Regula Küffer, Flöte
Ursprünglich zur klassischen Flötistin ausgebildet (Lehr- und Konzertdiplom in Bern bzw. Genf, Auszeichnung durch mehrere Studienpreise), zählt Regula Küffer heute zu den wenigen FlötistInnen, die sich selbstverständlich zwischen Klassik, Jazz und Pop bewegen. Übliche Trennungen der Genres entlarvt sie als konstruiert, an vermeintlichen Grenzen entzünden sich musikalische Entdeckerfreude und ausgesprochene Improvisationslust.
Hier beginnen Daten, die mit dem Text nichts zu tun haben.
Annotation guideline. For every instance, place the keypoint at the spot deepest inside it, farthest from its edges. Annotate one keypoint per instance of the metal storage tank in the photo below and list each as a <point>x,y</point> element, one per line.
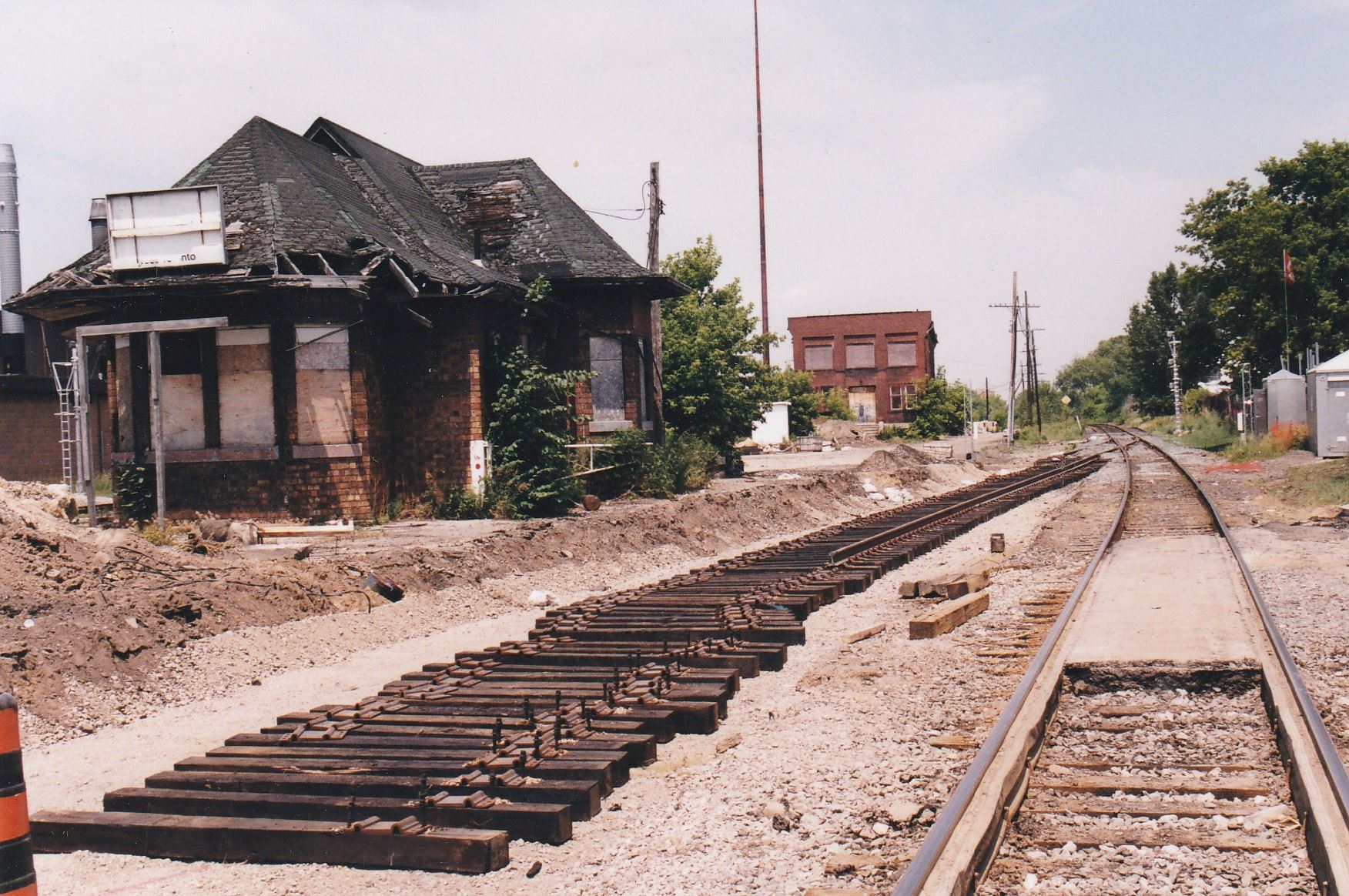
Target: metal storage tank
<point>1327,406</point>
<point>1286,397</point>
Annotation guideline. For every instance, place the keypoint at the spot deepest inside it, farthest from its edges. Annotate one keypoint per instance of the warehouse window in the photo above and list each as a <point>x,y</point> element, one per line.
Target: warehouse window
<point>819,355</point>
<point>859,355</point>
<point>243,358</point>
<point>902,354</point>
<point>323,385</point>
<point>608,393</point>
<point>902,397</point>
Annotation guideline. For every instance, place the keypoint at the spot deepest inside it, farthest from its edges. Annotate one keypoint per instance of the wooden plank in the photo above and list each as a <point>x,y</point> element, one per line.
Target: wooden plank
<point>540,822</point>
<point>1092,837</point>
<point>152,327</point>
<point>269,840</point>
<point>946,617</point>
<point>583,797</point>
<point>1106,784</point>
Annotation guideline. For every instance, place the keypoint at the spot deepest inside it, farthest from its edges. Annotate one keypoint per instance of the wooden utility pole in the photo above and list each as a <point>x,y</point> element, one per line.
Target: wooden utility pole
<point>758,118</point>
<point>1033,387</point>
<point>1015,308</point>
<point>653,222</point>
<point>653,263</point>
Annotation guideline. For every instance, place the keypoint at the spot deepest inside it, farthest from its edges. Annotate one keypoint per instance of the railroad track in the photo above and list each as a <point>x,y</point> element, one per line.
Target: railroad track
<point>1162,738</point>
<point>444,765</point>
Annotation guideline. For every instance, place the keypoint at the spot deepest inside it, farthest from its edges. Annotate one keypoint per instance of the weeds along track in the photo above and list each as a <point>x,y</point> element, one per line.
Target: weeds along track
<point>1153,775</point>
<point>448,763</point>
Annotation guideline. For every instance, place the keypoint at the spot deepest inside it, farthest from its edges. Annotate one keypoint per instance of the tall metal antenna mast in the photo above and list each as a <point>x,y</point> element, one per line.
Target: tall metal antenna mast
<point>758,116</point>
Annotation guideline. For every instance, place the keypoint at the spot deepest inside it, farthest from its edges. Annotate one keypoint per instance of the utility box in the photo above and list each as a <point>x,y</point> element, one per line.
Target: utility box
<point>1286,399</point>
<point>1327,406</point>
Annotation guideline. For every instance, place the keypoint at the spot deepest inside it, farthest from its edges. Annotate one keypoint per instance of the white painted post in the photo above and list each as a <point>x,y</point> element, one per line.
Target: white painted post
<point>81,374</point>
<point>157,426</point>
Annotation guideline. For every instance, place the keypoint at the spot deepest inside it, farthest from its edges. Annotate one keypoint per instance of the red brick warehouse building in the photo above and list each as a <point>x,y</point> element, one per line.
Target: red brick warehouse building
<point>877,358</point>
<point>366,296</point>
Die Genres und Stile beginnen zu kommunizieren und befruchten sich gegenseitig.
Die Künstlerin unterrichtet am Konservatorium Bern. 2004 erhielt sie (zusammen mit ihren Geschwistern) den Kulturpreis der Stadt Langenthal; 2008 honorierte die Stadt Bern ihre künstlerische Arbeit mit einem Stipendium, das ihr ein Werksemester in New York City ermöglichte.

 

Martin Stöckli, Oboe

Seinen ersten Oboenunterricht erhielt Martin Stöckli bei Matthias Sommer. Nach Abschluss der Lehre wandte er sich definitiv der Musik zu. Es folgte das Studium in Bern bei Prof. Hans C. Elhorst und Meisterkurse bei Prof. G. Passin und J. Hollerbuhl. Bereits während dem Studium fasste Martin Stöckli im Raum Bern als Musiker Fuss.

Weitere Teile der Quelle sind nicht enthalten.